Secretary of Housing and Urban Development Ben Carson believes that slavery, when framed in just the right way, is a tale of dreaming big and working hard — like a demented version of "Hamilton."
Speaking for the first time in front of HUD employees, Carson called enslaved African people — that is, humans who were forcibly taken from their homelands, shipped across the Atlantic Ocean in inhumane conditions, and then purchased and sold as property — as an example of America being "a land of dreams and opportunity."
Carson, who once mused that the Egyptian pyramids may have stored grain, started his controversial statements by saying, "You can't overload the human brain." But then he tried.
"That's what America is about, a land of dreams and opportunity," Carson said. "There were other immigrants who came here in the bottom of slave ships, worked even longer, even harder for less. But they too had a dream that one day their sons, daughters, grandsons, granddaughters, great-grandsons, great-granddaughters, might pursue prosperity and happiness in this land."

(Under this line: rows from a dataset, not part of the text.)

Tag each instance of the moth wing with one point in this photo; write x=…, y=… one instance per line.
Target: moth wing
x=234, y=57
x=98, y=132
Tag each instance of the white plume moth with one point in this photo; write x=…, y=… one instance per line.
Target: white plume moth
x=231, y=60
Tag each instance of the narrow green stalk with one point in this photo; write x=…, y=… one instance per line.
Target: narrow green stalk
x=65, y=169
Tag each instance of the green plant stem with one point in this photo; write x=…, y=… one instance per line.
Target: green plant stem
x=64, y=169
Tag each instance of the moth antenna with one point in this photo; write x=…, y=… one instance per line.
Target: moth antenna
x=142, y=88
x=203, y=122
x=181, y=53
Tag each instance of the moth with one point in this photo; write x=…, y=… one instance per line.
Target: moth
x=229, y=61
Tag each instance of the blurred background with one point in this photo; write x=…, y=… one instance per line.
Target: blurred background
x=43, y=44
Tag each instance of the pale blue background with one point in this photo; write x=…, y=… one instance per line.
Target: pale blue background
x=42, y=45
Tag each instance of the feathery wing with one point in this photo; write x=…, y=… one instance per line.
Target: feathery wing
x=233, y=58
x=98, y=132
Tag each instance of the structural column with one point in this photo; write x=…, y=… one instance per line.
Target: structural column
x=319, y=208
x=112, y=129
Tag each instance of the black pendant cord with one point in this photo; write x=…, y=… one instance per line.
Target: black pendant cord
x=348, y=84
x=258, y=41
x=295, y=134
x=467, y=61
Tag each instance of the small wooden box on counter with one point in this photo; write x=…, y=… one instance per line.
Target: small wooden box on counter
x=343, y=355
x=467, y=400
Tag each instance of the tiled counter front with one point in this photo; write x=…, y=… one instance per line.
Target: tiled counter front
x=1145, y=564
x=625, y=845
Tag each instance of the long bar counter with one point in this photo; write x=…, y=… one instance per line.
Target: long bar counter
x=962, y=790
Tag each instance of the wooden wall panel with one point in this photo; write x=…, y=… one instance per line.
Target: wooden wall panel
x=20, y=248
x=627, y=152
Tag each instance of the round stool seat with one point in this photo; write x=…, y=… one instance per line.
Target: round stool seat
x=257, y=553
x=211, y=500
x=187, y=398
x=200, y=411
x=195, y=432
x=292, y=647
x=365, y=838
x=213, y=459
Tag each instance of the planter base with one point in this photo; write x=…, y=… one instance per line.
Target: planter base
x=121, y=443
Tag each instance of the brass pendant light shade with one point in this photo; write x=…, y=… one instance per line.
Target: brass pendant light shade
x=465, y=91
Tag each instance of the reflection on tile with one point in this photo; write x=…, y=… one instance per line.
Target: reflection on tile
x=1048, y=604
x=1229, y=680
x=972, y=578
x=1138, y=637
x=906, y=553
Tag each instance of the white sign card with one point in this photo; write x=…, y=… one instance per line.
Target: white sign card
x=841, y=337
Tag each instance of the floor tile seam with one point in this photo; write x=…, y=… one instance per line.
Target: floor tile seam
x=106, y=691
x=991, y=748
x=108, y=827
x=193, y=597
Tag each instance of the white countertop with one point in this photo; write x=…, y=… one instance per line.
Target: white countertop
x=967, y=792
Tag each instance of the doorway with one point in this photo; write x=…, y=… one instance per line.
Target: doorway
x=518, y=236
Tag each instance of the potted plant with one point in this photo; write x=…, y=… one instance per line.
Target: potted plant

Carson's message seems to be that, no matter how hard you have worked, someone had once worked harder for less — because they were enslaved. At least we think that was the message?
Perhaps Ben Carson was dreaming big himself — did he have a flash of inspiration for "the next 'Hamilton'" when he wrote these remarks? The opening could go a little something like this:
How does an immigrant, enslaved, locked in the bottom of a slave ship
dropped in a godforsaken spot on a plantation
owned by a governor, in squalor
work for less than the free others even longer, even harder?